Very interesting post. There are several other female historical figures who played a similar role, but the reactions and historical interpretations differ.

Take for example, Pocahontas who also served as a bridge between the native population and the conquering peoples. In American popular culture she's been transformed into a Disney Princess. Of course the history books about her are written by descendants of the conquerors, not the indigenous peoples.

Then there are the French women who formed relationships with the Nazis in German-controlled Vichy France. They were vilified and terrorized after the war, having their heads shaved in humiliation. They were treated as traitors in their own time, not just in retrospect.

MC brings up a good point. It is certainly debatable whether these women really had a choice when they had such little power in their society to make decisions. Sometimes putting themselves in such positions was a matter of survival. In Doña Marina's case, having been sold into slavery, she clearly did not have a lot of options. Using her intelligence and sexuality to ingratiate herself with the Spaniards was probably her best option to grasp some small amount of power in a world that had treated her harshly.

It is easy to label these women as traitors, but it's hard to know what any of us would do in similar circumstances.

MC said...

I appreciate Adelaida de Castillo's view of La Malinche as powerful, by virtue of her mothering the first mestizo child, and creating a new race. However, I'm reluctant to believe that this act was of La Malinche's own accord, without any force by Hernan Cortez.

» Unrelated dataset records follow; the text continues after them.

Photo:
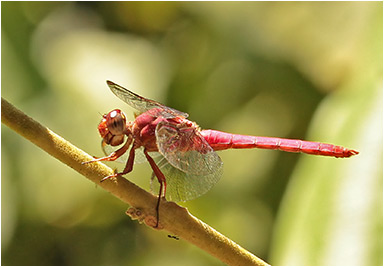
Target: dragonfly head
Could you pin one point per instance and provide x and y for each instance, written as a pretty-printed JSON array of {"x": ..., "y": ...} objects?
[{"x": 114, "y": 127}]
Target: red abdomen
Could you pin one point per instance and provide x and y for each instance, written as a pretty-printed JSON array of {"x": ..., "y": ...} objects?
[{"x": 222, "y": 141}]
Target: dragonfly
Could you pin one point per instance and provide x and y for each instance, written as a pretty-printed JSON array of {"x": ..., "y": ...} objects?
[{"x": 182, "y": 156}]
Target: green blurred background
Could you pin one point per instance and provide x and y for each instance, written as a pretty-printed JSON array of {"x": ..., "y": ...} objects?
[{"x": 307, "y": 70}]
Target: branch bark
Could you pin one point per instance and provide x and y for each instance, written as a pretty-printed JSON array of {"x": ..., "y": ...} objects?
[{"x": 173, "y": 218}]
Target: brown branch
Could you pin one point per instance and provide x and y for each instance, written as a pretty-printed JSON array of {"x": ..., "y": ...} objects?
[{"x": 173, "y": 218}]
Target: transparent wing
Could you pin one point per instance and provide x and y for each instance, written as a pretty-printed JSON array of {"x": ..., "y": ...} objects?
[
  {"x": 142, "y": 104},
  {"x": 182, "y": 186},
  {"x": 192, "y": 166}
]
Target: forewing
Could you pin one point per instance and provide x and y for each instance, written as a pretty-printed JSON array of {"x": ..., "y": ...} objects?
[
  {"x": 192, "y": 167},
  {"x": 182, "y": 186},
  {"x": 142, "y": 104}
]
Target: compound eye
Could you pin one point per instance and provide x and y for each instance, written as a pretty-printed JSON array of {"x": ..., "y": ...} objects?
[{"x": 116, "y": 122}]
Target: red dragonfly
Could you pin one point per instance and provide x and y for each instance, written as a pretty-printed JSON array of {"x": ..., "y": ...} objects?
[{"x": 186, "y": 164}]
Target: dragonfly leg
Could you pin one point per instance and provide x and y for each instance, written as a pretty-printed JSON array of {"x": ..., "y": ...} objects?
[
  {"x": 114, "y": 155},
  {"x": 162, "y": 180},
  {"x": 129, "y": 166}
]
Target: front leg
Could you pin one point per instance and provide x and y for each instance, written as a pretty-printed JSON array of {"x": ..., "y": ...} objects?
[
  {"x": 129, "y": 165},
  {"x": 114, "y": 155}
]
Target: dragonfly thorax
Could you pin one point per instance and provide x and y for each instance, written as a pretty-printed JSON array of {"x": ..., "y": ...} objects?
[{"x": 114, "y": 127}]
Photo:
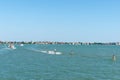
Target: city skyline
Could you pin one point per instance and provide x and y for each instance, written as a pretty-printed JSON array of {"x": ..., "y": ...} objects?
[{"x": 60, "y": 20}]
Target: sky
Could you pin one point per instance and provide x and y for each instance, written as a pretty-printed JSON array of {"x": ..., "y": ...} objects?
[{"x": 60, "y": 20}]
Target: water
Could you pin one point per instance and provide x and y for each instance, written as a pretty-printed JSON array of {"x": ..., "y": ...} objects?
[{"x": 75, "y": 62}]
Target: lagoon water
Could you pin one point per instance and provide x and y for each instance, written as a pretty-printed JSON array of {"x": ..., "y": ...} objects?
[{"x": 75, "y": 62}]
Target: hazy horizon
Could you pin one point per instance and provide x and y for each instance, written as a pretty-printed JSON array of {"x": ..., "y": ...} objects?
[{"x": 60, "y": 20}]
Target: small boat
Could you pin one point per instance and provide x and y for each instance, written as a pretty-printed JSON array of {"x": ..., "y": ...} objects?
[
  {"x": 114, "y": 58},
  {"x": 11, "y": 46},
  {"x": 21, "y": 45}
]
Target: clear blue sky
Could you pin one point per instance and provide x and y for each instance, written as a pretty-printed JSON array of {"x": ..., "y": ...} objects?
[{"x": 60, "y": 20}]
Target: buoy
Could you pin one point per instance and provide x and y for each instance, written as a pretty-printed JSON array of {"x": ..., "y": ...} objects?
[{"x": 114, "y": 58}]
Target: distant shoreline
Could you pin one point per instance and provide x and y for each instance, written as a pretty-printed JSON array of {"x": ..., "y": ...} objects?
[{"x": 50, "y": 42}]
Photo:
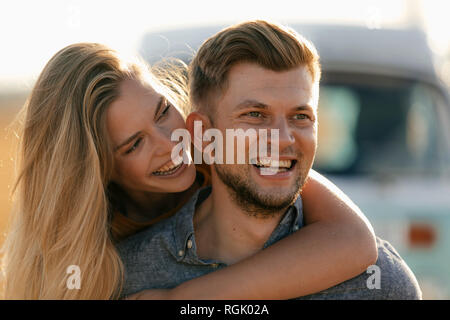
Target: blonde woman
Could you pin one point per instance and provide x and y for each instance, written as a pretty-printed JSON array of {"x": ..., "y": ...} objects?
[{"x": 94, "y": 168}]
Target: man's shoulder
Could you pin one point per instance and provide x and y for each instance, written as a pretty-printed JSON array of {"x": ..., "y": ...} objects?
[
  {"x": 395, "y": 274},
  {"x": 389, "y": 279}
]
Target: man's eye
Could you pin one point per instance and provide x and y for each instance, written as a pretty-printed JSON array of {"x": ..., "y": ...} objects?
[
  {"x": 254, "y": 114},
  {"x": 135, "y": 145},
  {"x": 301, "y": 116}
]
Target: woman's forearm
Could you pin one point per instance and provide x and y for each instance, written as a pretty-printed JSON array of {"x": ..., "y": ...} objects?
[
  {"x": 336, "y": 244},
  {"x": 312, "y": 259}
]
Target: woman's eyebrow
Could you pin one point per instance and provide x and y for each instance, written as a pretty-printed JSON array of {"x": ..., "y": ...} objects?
[
  {"x": 127, "y": 141},
  {"x": 160, "y": 104}
]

Latin American history informs that most of the female indigenous population was subject to forced submission by the Conquistadors. The Spanish Conquest was characterized by rape, violence, and enslaving the indigenous population. The Mestizo was then considered an outcast, and a representation of Spanish domination over the native people of Latin America.

Despite her parents selling her into slavery, I question the idea that La Malinche had a choice in rebelling against the Mayan people, and carrying on romantic relationship with Spaniards. Today, even The Guardian refers to Malinche as "a turncoat who helped Hernán Cortés conquer Mexico." My inquiry is whether or not she had a choice. If not, is it fair to paint this woman as a traitor?

It also fascinates me that Mexican historians continue to portray La Malinche in such a negative way, when most modern Latin Americans are in fact Mestizo.